Exposure variables: behaviour/health traits, outcome: suicidal thoughts.
Suicidal thoughts were prevalent in late adolescence, boys 14.2% and girls 19.5%.
Suicidal thoughts were associated with anxiety/depression, conduct problems, pain/tension and overweight in early adolescence.
Suicidal thoughts and suicidal behaviours develop during adolescence and peak late in adolescence and early adulthood.1 Recent findings from population-based studies indicate that suicidal thoughts and attempts are parts of a continuum and share a common risk profile.2 ,3 It is well known from general population studies that anxiety and depression contribute to raised suicide risk,4–6 yet some prospective studies have also linked anxiety and depression to increased incidence of suicidal thoughts.3 ,7–9 In adolescence, externalising disorders such as ADHD and conduct disorders have been associated with suicidal attempts and to a lesser extent suicidal thoughts.10 ,11 Further, there is empirical support that childhood adversities, such as low social support, sexual abuse, domestic violence and maternal depression, influence the development of suicidal thoughts during adolescence.4 ,7 ,12 The findings from studies on weight problems, underweight and overweight and suicidal thoughts are contradictory, but overweight is often reported as a risk factor among adults.13–15 Even though adult alcohol problems contribute to a 10-fold increase in suicide-related mortality,16 the relationship between alcohol use and suicidal thoughts in adolescence is sparsely studied in the last decade.17 ,18 Further, sleep disturbance,19 pain, especially headache,20 ,21 smoking and reduced physical activity22–24 have all been reported to have a positive association with suicidal ideation in the adolescent general population.

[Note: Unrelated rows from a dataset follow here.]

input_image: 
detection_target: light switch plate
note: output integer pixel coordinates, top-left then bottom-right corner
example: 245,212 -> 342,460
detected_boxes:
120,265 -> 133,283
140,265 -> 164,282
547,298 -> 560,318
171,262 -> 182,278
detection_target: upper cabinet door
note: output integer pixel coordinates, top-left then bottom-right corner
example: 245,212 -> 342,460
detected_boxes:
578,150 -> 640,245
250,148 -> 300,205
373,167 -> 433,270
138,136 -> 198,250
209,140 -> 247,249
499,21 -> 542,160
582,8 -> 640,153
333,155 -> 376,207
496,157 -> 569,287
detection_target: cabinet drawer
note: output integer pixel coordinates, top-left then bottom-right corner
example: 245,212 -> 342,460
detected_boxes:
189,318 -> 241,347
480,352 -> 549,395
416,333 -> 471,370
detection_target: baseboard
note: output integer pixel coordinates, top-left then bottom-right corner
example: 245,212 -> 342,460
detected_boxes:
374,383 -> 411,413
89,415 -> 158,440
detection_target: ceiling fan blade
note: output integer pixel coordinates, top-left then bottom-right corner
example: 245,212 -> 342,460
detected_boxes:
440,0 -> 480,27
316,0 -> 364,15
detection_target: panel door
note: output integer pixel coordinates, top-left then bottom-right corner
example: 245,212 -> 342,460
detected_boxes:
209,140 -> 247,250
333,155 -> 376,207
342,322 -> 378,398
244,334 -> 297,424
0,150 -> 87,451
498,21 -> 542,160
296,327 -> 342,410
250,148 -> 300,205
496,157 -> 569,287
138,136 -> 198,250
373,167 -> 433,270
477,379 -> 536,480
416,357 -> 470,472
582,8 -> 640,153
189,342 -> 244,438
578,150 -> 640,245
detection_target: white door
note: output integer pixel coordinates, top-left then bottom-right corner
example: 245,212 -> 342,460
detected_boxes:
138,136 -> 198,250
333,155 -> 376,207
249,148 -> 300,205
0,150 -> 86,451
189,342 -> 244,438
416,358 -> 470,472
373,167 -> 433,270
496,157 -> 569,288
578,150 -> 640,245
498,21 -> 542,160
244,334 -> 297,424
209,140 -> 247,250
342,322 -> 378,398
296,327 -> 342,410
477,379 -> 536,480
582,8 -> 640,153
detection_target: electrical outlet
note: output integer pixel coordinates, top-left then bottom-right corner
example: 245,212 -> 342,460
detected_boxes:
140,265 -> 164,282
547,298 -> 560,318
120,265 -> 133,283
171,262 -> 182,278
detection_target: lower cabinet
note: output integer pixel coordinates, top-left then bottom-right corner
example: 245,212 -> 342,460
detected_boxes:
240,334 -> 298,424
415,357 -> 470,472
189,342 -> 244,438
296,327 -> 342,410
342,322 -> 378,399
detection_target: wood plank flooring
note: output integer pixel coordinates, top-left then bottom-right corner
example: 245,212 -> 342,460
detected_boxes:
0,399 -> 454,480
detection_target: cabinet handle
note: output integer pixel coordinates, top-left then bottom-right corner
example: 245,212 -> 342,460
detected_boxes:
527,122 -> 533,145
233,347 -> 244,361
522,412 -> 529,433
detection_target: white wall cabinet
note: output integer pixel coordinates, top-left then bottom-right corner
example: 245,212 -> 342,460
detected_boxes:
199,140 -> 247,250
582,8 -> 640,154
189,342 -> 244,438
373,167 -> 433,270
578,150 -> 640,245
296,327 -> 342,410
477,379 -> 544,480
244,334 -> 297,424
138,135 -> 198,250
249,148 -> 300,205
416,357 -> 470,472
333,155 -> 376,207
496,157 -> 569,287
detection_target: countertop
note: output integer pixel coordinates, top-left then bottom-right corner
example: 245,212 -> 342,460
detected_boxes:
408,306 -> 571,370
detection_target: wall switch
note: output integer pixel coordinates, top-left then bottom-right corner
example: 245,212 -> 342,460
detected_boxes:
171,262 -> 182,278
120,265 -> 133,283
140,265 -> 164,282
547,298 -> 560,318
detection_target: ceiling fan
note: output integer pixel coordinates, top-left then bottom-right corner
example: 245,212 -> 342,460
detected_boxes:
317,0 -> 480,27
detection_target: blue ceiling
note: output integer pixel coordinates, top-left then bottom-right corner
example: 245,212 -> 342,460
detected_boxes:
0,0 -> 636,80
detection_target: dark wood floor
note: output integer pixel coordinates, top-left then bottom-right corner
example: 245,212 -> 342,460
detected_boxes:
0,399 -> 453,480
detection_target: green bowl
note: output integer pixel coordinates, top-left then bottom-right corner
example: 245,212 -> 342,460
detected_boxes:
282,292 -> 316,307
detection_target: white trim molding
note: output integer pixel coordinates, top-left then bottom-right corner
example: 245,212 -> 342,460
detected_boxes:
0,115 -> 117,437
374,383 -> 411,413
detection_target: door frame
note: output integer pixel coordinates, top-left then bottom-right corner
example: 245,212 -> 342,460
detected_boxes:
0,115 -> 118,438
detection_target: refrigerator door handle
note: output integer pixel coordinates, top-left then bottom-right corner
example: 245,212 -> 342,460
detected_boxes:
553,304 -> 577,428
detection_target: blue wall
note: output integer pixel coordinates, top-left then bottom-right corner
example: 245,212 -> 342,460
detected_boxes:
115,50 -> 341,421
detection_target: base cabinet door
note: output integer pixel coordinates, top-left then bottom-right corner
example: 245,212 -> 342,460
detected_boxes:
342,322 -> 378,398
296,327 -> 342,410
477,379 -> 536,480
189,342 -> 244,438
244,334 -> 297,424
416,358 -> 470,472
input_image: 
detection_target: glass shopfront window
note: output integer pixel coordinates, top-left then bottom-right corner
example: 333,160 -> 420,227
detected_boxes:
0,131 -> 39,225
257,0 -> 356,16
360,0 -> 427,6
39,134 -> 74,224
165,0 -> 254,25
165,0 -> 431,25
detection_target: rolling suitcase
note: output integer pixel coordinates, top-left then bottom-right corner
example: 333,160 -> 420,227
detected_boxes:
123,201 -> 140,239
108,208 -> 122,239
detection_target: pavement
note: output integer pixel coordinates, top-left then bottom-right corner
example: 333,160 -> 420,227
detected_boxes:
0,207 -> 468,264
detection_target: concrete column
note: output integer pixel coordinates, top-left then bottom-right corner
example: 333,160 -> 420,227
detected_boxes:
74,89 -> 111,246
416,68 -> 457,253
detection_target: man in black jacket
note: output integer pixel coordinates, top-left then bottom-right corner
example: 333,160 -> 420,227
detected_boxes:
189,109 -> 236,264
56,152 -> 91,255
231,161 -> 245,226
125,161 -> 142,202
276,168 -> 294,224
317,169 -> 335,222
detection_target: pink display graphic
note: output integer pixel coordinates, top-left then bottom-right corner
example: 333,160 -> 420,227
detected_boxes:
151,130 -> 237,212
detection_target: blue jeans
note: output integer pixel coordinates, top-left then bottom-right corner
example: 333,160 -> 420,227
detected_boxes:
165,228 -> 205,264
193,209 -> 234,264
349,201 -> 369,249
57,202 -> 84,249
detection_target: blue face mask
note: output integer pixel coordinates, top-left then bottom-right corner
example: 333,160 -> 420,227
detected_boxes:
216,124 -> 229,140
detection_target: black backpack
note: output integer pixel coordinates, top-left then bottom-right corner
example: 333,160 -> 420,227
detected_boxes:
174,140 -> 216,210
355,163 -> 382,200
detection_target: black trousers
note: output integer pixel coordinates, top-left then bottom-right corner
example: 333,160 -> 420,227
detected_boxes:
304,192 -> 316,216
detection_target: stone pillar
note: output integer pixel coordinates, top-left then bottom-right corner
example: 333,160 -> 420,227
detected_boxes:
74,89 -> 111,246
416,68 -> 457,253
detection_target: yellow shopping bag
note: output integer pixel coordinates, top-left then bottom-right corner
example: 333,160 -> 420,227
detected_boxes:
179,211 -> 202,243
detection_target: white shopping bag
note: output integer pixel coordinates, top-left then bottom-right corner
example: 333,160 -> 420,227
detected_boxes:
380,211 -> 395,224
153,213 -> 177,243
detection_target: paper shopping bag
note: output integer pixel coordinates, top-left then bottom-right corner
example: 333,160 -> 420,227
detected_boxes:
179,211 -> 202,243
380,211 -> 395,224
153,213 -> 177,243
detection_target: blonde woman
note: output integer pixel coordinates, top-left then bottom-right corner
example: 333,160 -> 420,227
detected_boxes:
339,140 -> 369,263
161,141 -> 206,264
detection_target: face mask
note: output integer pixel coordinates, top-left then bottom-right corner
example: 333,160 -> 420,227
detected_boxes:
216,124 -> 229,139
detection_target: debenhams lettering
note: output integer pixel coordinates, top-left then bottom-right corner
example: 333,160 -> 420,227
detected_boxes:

Complex and partly paradoxical findings on gender differences complicate the understanding of adolescent suicidal ideation and behaviour. While girls report suicidal thoughts more often than boys during adolescence,25 ,26 completed suicide in adolescence and young adulthood is 3–4 times more common in males than females in the Western World.25 ,27 ,28 The prevalence of suicidal thoughts among girls peaks at about 16 years of age, while it continues to increase beyond the age of 19 in boys.29 Intriguingly, in adults overweight may be predictive of suicide among men and a risk factor among women in the general population.14 ,30
However, few large scale prospective studies have examined a wide range of risk factors and protective factors for suicidal thoughts among adolescent boys and girls.
The aim of this exploratory population study was to investigate the association of different risk factors in early adolescence with the development of suicidal thoughts 4 years later. Based on the existing literature we hypothesised that girls, individuals with high levels of anxiety and depression, inattentiveness, conduct problems, and alcohol-intoxications at baseline would be at increased risk of suicidal thoughts at follow-up.
Study design, setting and participants
Young-HUNT1, the first wave of the adolescent part of the HUNT Study (Nord-Trøndelag Health Study) (http://www.ntnu.no/hunt/english),31 took place between 1995 and 1997. All teenagers (13–19 years) attending secondary and high schools in the county were invited to participate and 90% attended. In Young-HUNT2, (2000–2001) students in the last 2 years of high school or vocational training (age 17–19) were invited; of these 2399 (80%) attended Young-HUNT1 and 2. The mean follow-up time was 3.9 years.
At baseline and follow-up, the participants completed a self-report questionnaire in class and underwent a physical examination, including height and weight.
All 2399 students who took part in Young-HUNT1 and 2 were included in the present study, but analyses of associations with weight are based on the 2271 participants who took part in the clinical examination.
All the potential participants and their parents received a written statement about the study one month prior to the collection of the data, making discussion possible before signing the consent. Voluntary participation was stressed to the adolescents and their parents.
The Young-HUNT questionnaire includes a broad spectrum of health-related variables relevant for this study (http://www.ntnu.edu/hunt/data/que). Some categorical variables were already dichotomised, other variables (such as anxiety and depressive symptoms, attention and conduct problems, pain and tension symptoms) were based on instruments with multiple subquestions and alternative answers; categorisation of responses to these questions was based on factor analysis, described in earlier studies.32 ,33
Outcome measure at follow-up
At follow-up the students were asked: ‘Have you had thoughts about taking your own life?’ (yes/no). Positive responses were labelled as suicidal thoughts.
Exposure variables at baseline
Anxiety and depressive symptoms
According to the previous studies37 and to our factor analysis, we included all five items in our variable.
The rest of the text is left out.